Datça'da Palamütbükü’nde konaklayabilirsiniz. Palamutbükü
harika bir denize sahip. Tertemiz havası ve berrak suyuna hayran
kalmamak mümkün değil. Datça’yı aynı zamanda sörf yapmak için de tercih edebilirsiniz.
Datça’ya özgü damat tatlısı ve ballı bademi yemeden de
buradan ayrılmayın. Kendinizi yorgun hissederseniz ballı badem sizi kendinize
getirecektir.
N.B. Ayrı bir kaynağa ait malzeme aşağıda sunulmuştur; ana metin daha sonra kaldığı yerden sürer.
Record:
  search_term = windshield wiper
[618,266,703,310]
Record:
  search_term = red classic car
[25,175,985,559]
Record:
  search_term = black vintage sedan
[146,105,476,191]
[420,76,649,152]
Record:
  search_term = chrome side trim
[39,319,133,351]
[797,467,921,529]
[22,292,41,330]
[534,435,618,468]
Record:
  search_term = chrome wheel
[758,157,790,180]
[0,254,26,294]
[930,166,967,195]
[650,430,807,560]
Çok fazla bilinmese de oldukça farklı ve harika bir lezzete sahip
Datça ballı, badem ile birleştiğinde harika bir lezzet meydana geliyor.
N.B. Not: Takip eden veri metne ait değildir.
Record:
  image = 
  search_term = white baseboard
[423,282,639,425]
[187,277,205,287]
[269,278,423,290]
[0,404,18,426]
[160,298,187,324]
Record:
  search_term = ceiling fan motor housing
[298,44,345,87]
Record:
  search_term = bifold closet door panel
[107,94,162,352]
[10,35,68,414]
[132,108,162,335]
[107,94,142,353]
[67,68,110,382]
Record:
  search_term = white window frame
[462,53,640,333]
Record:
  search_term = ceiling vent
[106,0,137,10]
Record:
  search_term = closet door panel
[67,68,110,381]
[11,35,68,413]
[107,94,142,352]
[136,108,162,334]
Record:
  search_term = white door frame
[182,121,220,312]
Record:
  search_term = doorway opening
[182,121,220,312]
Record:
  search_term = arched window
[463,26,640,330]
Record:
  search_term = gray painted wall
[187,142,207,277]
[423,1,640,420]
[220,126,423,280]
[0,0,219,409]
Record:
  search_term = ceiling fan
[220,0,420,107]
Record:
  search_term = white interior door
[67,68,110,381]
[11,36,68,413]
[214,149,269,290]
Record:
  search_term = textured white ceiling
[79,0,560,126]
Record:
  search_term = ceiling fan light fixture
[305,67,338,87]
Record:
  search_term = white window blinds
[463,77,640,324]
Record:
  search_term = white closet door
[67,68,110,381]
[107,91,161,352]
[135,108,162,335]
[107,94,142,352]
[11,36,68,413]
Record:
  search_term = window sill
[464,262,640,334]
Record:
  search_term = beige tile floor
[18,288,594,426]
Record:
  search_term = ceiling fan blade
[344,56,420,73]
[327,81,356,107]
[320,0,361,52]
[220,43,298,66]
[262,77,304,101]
Datça’nın liman lokantalarından bahsetmemek olmaz. Datça’nın
sadece denizi, doğası değil mutfağı da meşhur. Limanda bir lokantaya oturup,
harika manzara eşliğinde Akdeniz yemeklerini tatmalısınız.
Datça’ya kadar gelmişken Can Yücel’in müzeye çevrilen evini
ziyaret etmeden olmaz. Eski Datça’daki Can Yücel Kahvesi'nde de oturup demli bir
çay içebilirsiniz.
Eğer zamanınız ve vizeniz varsa Datça’ya çok yakında bulunan
Simi adasına da geçebilirsiniz. Küçük bir koyu, sakin ada halkı ve kültürüyle
Simi adası adeta insanı büyülüyor.
Datça’ya bir kaç gün yeter demeyin, Datça’nın büyüsüne
kapılıp tatilinizi biraz daha uzatmak isteyebilir ya da tam tadını alamadan
dönmek zorunda kalabilirsiniz. Sessiz ve huzurlu bir tatil geçirmek isterseniz
Datça tatil rotanızda mutlaka bulunmalı.
Burada konaklarken mutlaka bir gününüzü Datça tekne turuna
katılarak geçirmelisiniz.
Datça’ya gelmişken çiftliklerini gezmeden dönmeyin. Doğa ile iç
içe bir kaç saat geçirmek isterseniz mandalina bahçelerini ya da zeytin
çiftliklerini dolaşabilirsiniz.
Ayrıca Datça’da bulunan Knidos Antik kentini de gezebilirsiniz.